Hey All, I'm a newbie here, and was hoping for some critique. I'm finding myself enjoying nature photography quite a bit, so thought this may be the right place. I spent some time with ducks yesterday...
The second one is the best by far in terms of lightling and detail.
The first shot is a little dark on the duck which is a shame as it's a great action shot otherwise. It looks like your cameras metering has been fooled into exposing the background rather than the duck.
The third one is a nice composition but it feels a little empty to me. You could try cropping the image much closer to the duck so it fills the frame more. This would also get rid of some of the clipped reflection in the water.
This is a great time of year to photograph ducks - on bright days, autumn colours reflected on the water create a superb backdrop for the birds.
I agree with the comments from Andy and Chris. The middle shot is technically the best. The bird is 'static', but at least you've got the shot.
In the first photo, you've captured some action, which always adds interest. There's obviously the problem with the slight underexposure, but there are a couple of composition problems. I find the cropped female mallard at the bottom of the frame and the other two birds in the background distracting. Also, the shot isn't straight, and with photos taken by a pond such as this, it can give the impression that the water's flowing out of the frame!
The bottom shot has potential as well. I would have liked to have seen the cropping a bit tighter on the bird - this might be the limit of your lens though - and a vertical format would probably help here. As Chris indicates, the 'hot' overexposed water in the foregroud is a distraction.

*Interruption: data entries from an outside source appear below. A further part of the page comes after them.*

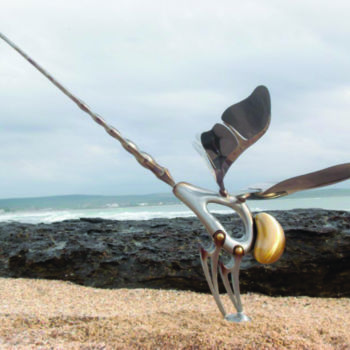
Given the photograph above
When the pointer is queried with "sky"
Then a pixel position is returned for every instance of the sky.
(162, 72)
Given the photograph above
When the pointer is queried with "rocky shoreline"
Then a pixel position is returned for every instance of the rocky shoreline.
(163, 253)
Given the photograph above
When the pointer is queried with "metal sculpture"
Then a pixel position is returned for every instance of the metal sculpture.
(244, 123)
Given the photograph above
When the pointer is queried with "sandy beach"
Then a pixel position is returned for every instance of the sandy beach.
(42, 314)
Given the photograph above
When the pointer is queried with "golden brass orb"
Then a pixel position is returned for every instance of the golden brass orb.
(270, 239)
(238, 250)
(220, 236)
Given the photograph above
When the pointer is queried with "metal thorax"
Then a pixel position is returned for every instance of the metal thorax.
(244, 123)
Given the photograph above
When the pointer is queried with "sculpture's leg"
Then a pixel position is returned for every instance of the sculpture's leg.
(235, 295)
(212, 279)
(214, 254)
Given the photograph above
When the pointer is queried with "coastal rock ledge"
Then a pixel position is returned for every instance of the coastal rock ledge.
(163, 253)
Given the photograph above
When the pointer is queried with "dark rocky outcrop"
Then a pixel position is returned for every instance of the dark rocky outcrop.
(163, 253)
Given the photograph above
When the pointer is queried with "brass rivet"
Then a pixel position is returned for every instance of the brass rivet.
(220, 237)
(238, 250)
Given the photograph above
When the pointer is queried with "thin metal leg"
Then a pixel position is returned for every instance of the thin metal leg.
(213, 287)
(212, 279)
(235, 295)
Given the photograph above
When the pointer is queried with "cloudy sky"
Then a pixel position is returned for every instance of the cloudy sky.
(162, 72)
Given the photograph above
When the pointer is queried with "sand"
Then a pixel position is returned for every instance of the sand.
(41, 314)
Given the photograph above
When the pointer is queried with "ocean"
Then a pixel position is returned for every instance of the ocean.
(144, 207)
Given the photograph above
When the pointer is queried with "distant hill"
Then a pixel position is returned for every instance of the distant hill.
(85, 201)
(96, 201)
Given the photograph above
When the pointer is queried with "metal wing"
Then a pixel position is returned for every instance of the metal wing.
(315, 179)
(245, 122)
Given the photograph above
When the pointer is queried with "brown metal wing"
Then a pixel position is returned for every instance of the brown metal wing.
(245, 122)
(315, 179)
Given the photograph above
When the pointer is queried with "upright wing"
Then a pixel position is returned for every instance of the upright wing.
(245, 122)
(315, 179)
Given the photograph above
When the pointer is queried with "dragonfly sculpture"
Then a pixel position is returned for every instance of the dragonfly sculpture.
(244, 123)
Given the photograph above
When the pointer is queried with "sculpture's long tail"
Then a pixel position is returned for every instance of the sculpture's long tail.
(143, 158)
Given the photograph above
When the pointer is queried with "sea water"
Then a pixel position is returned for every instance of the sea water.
(59, 208)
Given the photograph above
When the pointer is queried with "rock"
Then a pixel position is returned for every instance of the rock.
(163, 253)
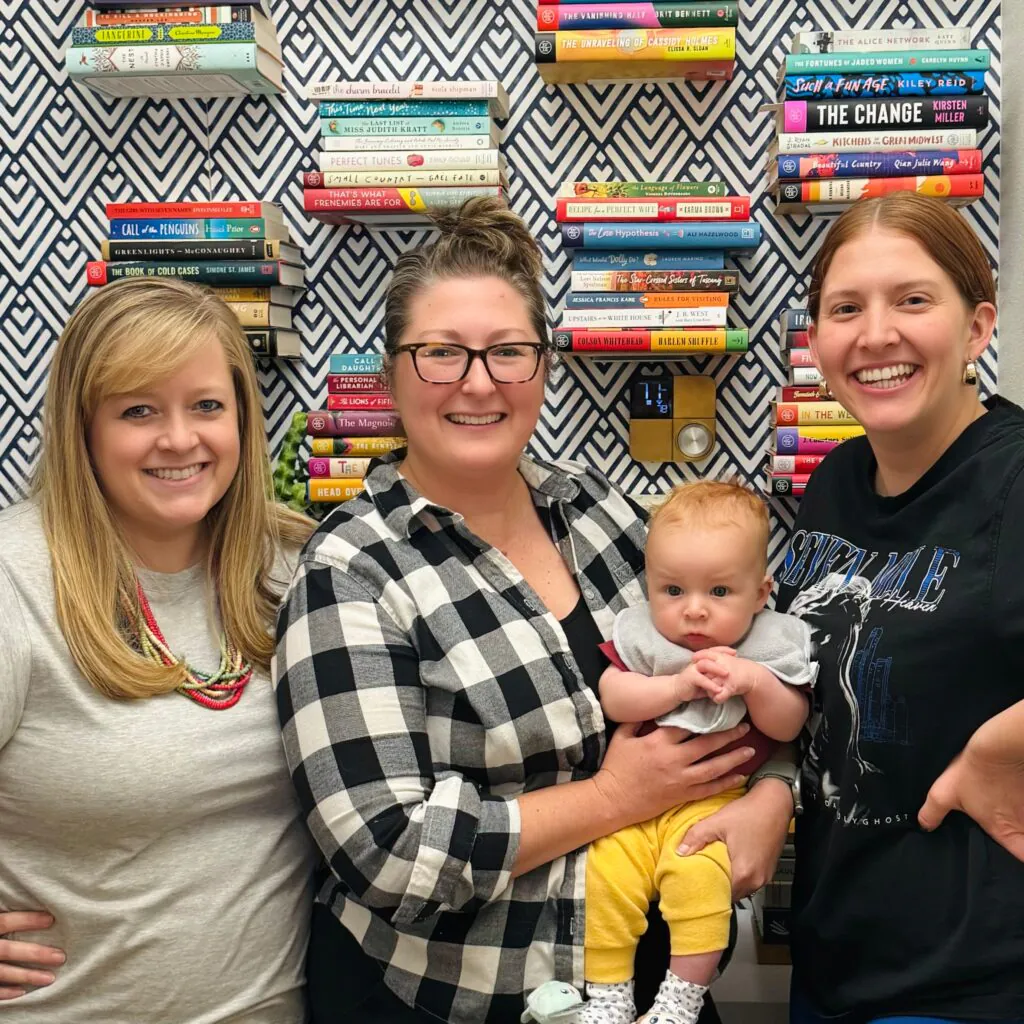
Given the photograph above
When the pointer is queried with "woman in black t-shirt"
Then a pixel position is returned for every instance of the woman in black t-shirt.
(905, 557)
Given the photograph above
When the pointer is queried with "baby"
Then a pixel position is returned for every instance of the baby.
(701, 655)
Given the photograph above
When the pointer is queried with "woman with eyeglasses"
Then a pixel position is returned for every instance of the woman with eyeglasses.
(437, 668)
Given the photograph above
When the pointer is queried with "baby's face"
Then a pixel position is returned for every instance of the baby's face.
(705, 586)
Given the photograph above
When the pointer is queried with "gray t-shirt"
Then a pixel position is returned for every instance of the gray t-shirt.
(163, 837)
(780, 643)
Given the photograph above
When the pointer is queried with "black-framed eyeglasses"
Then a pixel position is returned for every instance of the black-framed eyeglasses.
(443, 363)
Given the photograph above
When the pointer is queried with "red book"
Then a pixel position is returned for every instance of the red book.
(331, 424)
(135, 211)
(801, 357)
(339, 383)
(341, 402)
(697, 208)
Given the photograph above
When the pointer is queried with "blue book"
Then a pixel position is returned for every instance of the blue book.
(601, 259)
(697, 235)
(210, 227)
(356, 363)
(907, 83)
(404, 109)
(879, 165)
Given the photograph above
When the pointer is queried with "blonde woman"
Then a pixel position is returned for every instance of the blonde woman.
(145, 802)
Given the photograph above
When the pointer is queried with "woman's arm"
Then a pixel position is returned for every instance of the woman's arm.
(407, 843)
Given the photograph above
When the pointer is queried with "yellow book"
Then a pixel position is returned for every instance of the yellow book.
(636, 44)
(325, 488)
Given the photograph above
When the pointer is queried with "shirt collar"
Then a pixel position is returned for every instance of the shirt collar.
(406, 510)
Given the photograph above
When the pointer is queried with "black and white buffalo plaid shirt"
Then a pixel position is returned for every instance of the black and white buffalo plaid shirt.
(423, 687)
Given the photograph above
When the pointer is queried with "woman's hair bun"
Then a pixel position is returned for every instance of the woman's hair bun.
(486, 227)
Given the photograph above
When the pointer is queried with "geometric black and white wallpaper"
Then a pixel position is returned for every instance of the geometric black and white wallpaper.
(66, 153)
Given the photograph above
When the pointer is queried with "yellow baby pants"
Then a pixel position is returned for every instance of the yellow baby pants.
(627, 869)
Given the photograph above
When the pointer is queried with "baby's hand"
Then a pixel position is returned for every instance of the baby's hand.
(724, 675)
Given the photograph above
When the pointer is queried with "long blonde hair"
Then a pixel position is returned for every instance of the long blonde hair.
(126, 337)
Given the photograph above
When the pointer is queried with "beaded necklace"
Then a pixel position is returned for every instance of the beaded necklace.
(217, 690)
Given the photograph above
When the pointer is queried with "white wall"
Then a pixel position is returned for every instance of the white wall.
(1012, 210)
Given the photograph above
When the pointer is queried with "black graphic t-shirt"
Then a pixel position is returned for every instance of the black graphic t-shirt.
(918, 607)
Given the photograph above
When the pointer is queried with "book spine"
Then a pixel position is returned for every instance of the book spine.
(796, 463)
(254, 272)
(636, 44)
(364, 446)
(785, 437)
(850, 41)
(326, 424)
(404, 109)
(651, 341)
(786, 484)
(352, 402)
(796, 392)
(210, 14)
(363, 143)
(869, 64)
(577, 210)
(136, 211)
(267, 342)
(86, 61)
(805, 375)
(604, 318)
(588, 15)
(356, 363)
(398, 179)
(327, 489)
(406, 126)
(640, 189)
(233, 32)
(899, 141)
(851, 189)
(652, 281)
(338, 467)
(404, 200)
(879, 165)
(801, 116)
(378, 91)
(795, 318)
(348, 383)
(595, 259)
(790, 414)
(645, 300)
(640, 236)
(805, 445)
(416, 160)
(193, 249)
(185, 228)
(907, 83)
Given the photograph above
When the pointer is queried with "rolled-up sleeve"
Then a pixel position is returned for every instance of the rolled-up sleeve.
(406, 842)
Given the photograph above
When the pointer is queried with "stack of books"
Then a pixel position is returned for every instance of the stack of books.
(772, 908)
(394, 151)
(580, 41)
(867, 113)
(242, 250)
(648, 276)
(806, 426)
(358, 424)
(125, 48)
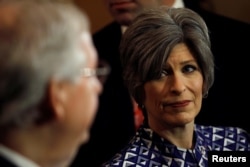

You're on the right track though and you've picked a subject here that you can easily return to to improve your technique. I'd suggest finding the best background first - something colourful or a different tone to the bird that'll make it really stand out - but do consider an area that's not too bright or dark, so you can concentrate on composition rather than worrying too much about exposure. Arm yourself with some duck grub, and you can easily encourage the birds to the area you want to photograph them in.
If you're shooting with a digital SLR, use a tripod to stay focused on the photogenic area you've pinpointed. Try and shoot with both eyes open as well - your 'free' eye will allow you to spot any other birds that are about to skim into the frame and potentially take attention away from your main subject.
I agree with Marcus and the others. The one thing I would mention about the 2nd shot is that the duck is to central in the frame, you need more space on the left or less on the right. With birds you almost always need to leave room for the bird to look, swim or fly into.
Some bloody good advice on here WK... At the risk of repeating what's been said, number 2 is deffo the best - Tighter and better exposed.
All three have the individual components to make an award winning image if they were married together - Action, composition and animal behavior. It's the Holy Grail all nature photographers seek! Great start to your portfolio, keep up the good stuff and show us some more from another shoot!